Democratic Congressman Otto Ernest Passman, wholesaler of restaurant equipment from Monroe, La., let his temper shoot up past the broiling point a while before dinner one day last week. The "wasters and spenders," he charged broadly, had leaked to reporters the news that his subcommittee was cutting even worse than usual upon this year's Administration proposals for foreign aid.

Louisiana's Passman was piqued at the leak because, he said, it would give "top-echelon people downtown more time to conduct their unprecedented pressure campaign for more money." Translation: he had hoped to sneak the cuts through the full Appropriations Committee next day, before the Eisenhower Administration got a chance to renew its all-out fight for an adequate aid program.

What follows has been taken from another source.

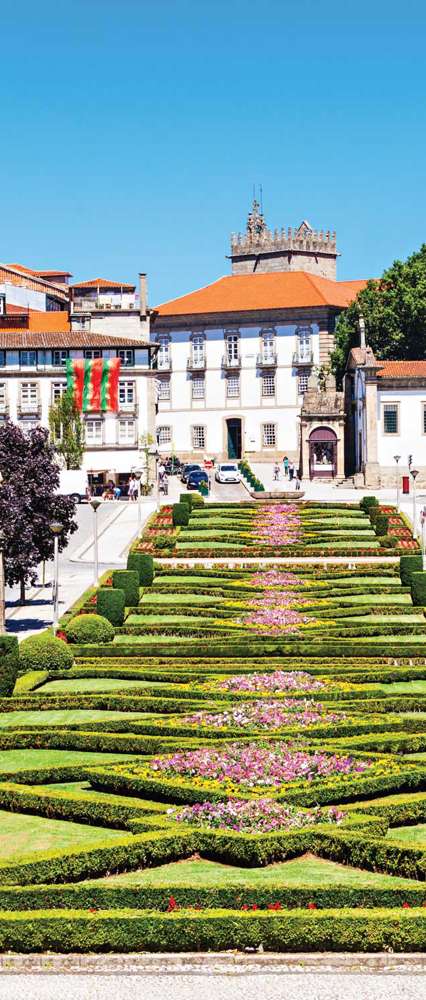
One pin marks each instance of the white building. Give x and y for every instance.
(386, 416)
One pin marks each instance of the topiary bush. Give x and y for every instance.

Passman showed who was boss next morning (his 58th birthday), when the full committee voted down two attempts to restore specific cuts. In a final nose-thumbing, the committee chopped the appropriation for the Administration's imaginative Development Loan Fund from a requested $625 million all the way down to $300 million. By the time the committee got through with its report for the House, the military and economic-aid appropriation had been cut to $3,078,000,000--a dangerous fall from the $3,950,092,000 in the original Administration plan and a serious slip below the $3,675,592,500 which the House itself, in an authorization bill that counts as a declaration of general intent, passed.

The Administration, which gets another chance to count votes when the appropriation goes on the House floor and again in the Senate's Passman-free and wiser committee, kept right on fighting. "Just as it takes ammunition to fight and win a war," said the President in a quick response to the committee's action, "it takes mutual resources and sacrifices to win peace."

In Congress last week:

P: Both houses passed and sent to the President a tax bill that extends corporate income taxes and excises at present levels, generally in line with the Administration's hold-the-line policy against tax cuts. Single exception: repeal of federal taxes on air, truck, railroad and other freight transportation, a compromise to head off the Senate's demand for a repeal of a broad range of transportation taxes (TIME, June 30).

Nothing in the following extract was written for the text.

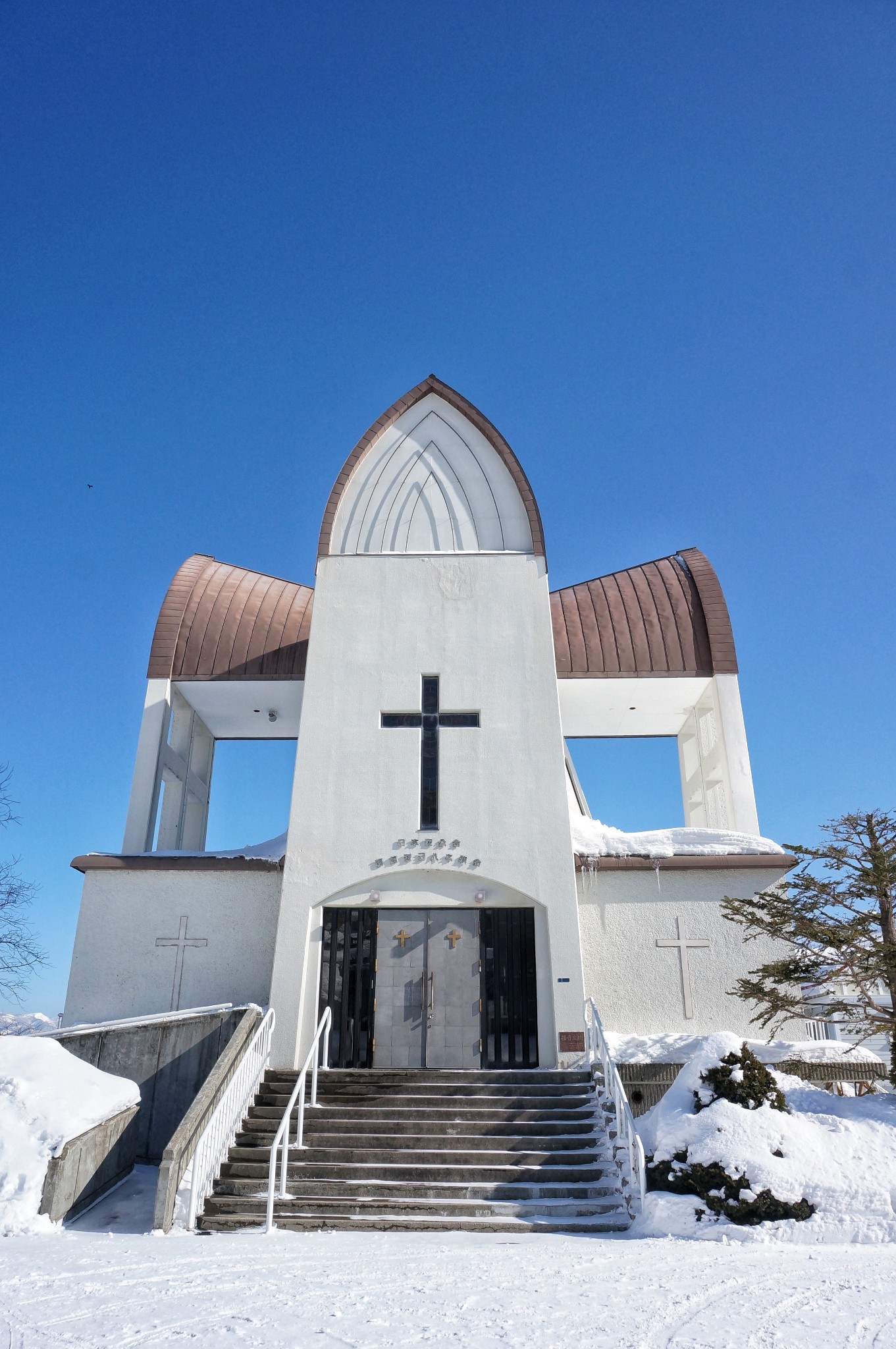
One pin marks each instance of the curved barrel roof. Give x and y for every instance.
(223, 622)
(668, 617)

P: The House passed (348-2) and sent to the Senate a bill to give sick railroaders another couple of pep pills by 1) providing Federal Government guarantees for private loans to rail companies for maintenance and improvement, and 2) letting the ICC, rather than state boards, pass on discontinuance of money-losing services, such as commuter trains that run nearly empty.

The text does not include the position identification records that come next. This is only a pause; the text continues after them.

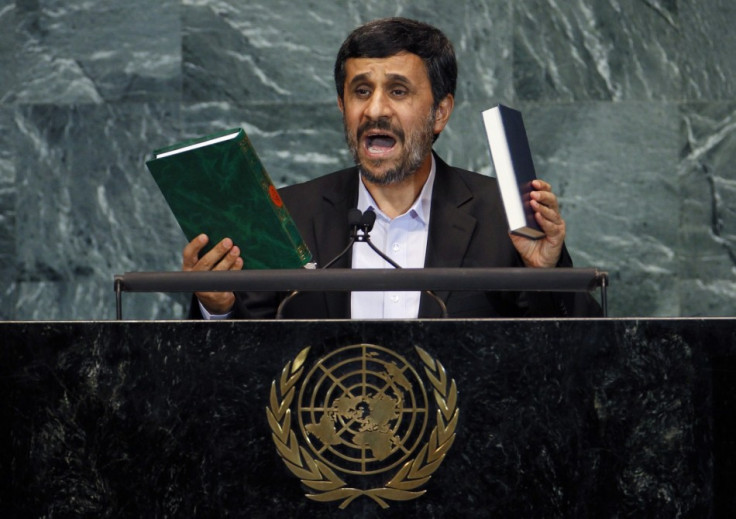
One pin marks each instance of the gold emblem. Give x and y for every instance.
(361, 411)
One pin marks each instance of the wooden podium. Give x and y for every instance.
(555, 418)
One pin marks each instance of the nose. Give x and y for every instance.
(379, 106)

P: The House defeated by a resounding 214 (162 Republicans, 52 Democrats) to 171 (21 Republicans, 150 Democrats) the House Agriculture Committee's wild, catchall farm bill to expand subsidies by raising price props and tightening production controls on milk, corn and grain, sorghums. Cheered Agriculture Secretary Ezra Taft Benson: "A vote of confidence in ... those who are dedicated to returning American agriculture to a sound basis."

P: The Senate debated the House-cleared Alaska statehood bill with fitful, windy opposition by antistatehood Southern forces; two test votes, one calling for commonwealth status, the other based on a constitutional point of order, were soundly defeated (50-29, 53-28), thereby paving the way for a final vote--and Alaskan victory--this week.